No la conocían ni la enfermera ni el conserje. ¡Era demasiada belleza para ser verdad!
“Los cuentos son bellos, pero no dejan de ser cuentos”, me lamentaba.
Arrepentido de haber ido, y casi derrotado, encontré a la directora de la clínica y hablé con ella.
Lo que me dijo, revivió mi fe en la gente y en la literatura:
-La doctora Leticia trabajaba aquí -me contó-.
Es muy humana y tiene mucho amor por los pacientes, sobre todo con los más necesitados.
-Ésa es la persona que yo busco -casi grité.
– Pero ya no está con nosotros-dijo la directora.
– ¿Se murió? -pregunté ansioso.
-No. La doctora Leticia solicitó una beca para especializarse y la ganó … ahora está en Italia.
Leticia sigue aprendiendo más y enseñando sus secretos para luchar.

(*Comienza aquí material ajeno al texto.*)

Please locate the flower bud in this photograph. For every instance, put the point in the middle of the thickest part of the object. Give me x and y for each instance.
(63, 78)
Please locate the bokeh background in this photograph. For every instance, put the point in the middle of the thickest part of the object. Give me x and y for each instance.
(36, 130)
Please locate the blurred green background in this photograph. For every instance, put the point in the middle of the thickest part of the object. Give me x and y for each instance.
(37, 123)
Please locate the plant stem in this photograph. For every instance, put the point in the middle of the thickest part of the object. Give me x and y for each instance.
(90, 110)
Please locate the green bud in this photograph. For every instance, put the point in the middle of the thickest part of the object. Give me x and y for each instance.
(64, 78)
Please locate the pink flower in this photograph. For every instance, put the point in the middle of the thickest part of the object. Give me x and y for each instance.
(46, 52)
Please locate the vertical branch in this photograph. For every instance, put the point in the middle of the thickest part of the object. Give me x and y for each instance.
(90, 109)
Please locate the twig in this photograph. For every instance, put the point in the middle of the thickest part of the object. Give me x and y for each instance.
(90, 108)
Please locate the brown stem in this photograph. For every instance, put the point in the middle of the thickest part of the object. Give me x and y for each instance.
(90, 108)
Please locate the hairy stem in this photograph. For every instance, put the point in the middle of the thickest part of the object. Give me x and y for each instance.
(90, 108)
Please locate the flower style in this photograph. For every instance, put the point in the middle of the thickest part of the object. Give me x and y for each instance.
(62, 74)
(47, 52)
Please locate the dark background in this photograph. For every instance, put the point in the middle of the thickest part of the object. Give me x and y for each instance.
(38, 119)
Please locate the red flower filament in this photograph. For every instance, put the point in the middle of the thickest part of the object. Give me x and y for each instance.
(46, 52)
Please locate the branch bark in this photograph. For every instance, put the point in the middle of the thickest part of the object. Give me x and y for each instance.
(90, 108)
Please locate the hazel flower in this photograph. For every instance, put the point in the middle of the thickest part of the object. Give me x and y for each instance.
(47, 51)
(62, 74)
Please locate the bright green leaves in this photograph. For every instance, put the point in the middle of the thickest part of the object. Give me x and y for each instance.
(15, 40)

Yo sigo queriendo saber hasta dónde llega el poder de las palabras; ¿cuál es el sortilegio para encantar a las serpientes que jalan a los descobijados?; como profesor, ¿qué puedo hacer para equilibrar la balanza de la justicia social ante casos parecidos?; ¿cuándo empezó el despegue de los sueños de Leticia en cuanto al resto de sus compañeras y compañeros?; ¿dónde radica la fortaleza de las mujeres que superan cualquier expectativa?
Ya no quiero ser el maestro de Leticia: Ahora quiero aprender.
Quiero que me enseñe cómo evoluciona una oruga hasta convertirse en ángel y, sobre todo, quiero descubrir cuál fue la varita mágica que la convirtió en la Princesa del Cuento.